The onset of chronic atrophic gastritis is related to autoimmune factors, so short-term prednisone can be tried as immunosuppressive therapy. This method is particularly suitable for chronic atrophic gastritis patients with PCA positivity and pernicious anemia, but the clinical effect is not very definite.
(7) Other Symptomatic Treatments: Including antispasmodic analgesics, antiemetics, digestive aids, anti-anxiety, and improving anemia. For anemia, if it is due to iron deficiency, iron supplements should be taken. For macrocytic anemia, supplementation with vitamin B12 or folic acid is given according to the deficiency. The method is vitamin B12, 50-100μg/day, for 20-30 days; folic acid 5-10mg, three times a day, until symptoms and anemia are completely resolved.

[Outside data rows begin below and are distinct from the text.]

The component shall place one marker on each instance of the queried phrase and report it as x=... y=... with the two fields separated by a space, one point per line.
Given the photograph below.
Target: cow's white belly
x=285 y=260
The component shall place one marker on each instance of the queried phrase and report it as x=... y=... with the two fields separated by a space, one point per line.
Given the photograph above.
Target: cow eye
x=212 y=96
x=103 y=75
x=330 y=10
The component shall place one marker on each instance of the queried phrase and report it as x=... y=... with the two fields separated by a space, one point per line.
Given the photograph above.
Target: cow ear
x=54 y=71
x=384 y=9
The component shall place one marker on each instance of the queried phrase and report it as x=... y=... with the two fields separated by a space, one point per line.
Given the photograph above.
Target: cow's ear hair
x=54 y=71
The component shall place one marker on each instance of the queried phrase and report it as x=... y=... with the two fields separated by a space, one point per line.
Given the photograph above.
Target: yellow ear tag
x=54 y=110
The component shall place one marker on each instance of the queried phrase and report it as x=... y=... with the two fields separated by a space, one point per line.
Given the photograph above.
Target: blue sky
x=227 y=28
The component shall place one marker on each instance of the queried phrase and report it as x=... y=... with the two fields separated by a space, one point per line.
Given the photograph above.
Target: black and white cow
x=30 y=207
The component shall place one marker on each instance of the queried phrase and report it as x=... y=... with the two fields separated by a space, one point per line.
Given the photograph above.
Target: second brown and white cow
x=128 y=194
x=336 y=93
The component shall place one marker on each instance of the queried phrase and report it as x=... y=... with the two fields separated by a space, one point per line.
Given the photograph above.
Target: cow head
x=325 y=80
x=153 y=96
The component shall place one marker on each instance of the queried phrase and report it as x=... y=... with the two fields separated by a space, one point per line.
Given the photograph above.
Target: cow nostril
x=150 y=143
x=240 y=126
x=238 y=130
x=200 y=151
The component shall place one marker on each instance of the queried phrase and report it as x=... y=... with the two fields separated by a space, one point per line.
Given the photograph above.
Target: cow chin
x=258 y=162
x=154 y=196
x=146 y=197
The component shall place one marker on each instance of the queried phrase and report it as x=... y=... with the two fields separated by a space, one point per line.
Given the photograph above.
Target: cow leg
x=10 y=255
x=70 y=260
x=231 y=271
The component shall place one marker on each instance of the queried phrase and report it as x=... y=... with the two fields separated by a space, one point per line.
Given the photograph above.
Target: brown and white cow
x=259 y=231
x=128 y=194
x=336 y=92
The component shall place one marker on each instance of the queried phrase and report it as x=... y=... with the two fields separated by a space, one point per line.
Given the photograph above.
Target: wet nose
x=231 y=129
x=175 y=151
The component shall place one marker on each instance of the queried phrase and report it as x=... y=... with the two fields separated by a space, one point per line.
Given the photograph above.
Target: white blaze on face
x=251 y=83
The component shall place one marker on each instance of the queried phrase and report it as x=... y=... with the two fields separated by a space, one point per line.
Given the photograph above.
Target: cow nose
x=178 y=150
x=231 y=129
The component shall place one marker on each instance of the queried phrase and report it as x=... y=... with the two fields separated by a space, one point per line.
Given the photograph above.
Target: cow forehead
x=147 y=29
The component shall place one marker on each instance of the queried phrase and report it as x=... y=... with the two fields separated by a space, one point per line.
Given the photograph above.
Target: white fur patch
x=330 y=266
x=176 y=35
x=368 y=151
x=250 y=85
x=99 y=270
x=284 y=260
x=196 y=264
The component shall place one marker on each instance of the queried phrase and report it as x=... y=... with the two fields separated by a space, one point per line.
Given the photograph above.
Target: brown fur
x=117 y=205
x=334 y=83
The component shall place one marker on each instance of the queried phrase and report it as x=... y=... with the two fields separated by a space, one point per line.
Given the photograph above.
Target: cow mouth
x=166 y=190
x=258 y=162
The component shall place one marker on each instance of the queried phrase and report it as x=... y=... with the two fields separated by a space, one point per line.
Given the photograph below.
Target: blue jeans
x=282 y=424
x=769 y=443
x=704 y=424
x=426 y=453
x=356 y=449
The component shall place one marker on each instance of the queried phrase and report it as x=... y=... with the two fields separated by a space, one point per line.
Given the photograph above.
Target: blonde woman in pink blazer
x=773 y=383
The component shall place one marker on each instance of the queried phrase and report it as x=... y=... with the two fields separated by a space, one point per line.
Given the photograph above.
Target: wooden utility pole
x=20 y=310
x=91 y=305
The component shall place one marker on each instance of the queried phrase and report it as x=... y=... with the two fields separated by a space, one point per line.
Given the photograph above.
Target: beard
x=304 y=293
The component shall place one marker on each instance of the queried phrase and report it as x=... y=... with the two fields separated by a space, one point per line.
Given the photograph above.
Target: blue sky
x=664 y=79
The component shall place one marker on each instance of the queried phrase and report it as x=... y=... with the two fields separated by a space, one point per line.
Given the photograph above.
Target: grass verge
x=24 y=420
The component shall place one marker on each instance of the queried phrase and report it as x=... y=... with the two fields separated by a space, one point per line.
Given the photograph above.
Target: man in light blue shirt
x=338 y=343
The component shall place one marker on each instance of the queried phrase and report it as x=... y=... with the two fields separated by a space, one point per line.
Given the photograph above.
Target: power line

(8) Surgical Treatment: Chronic atrophic gastritis patients over middle age, if ulcers, polyps, bleeding, or even no obvious lesions are found during treatment or follow-up. However, if there are moderate to severe atypical hyperplasia in the pathological examination of gastroscopy, partial gastrectomy can be considered in combination with the patient's clinical condition. Early gastric cancer may be detected in the resection specimens of these patients.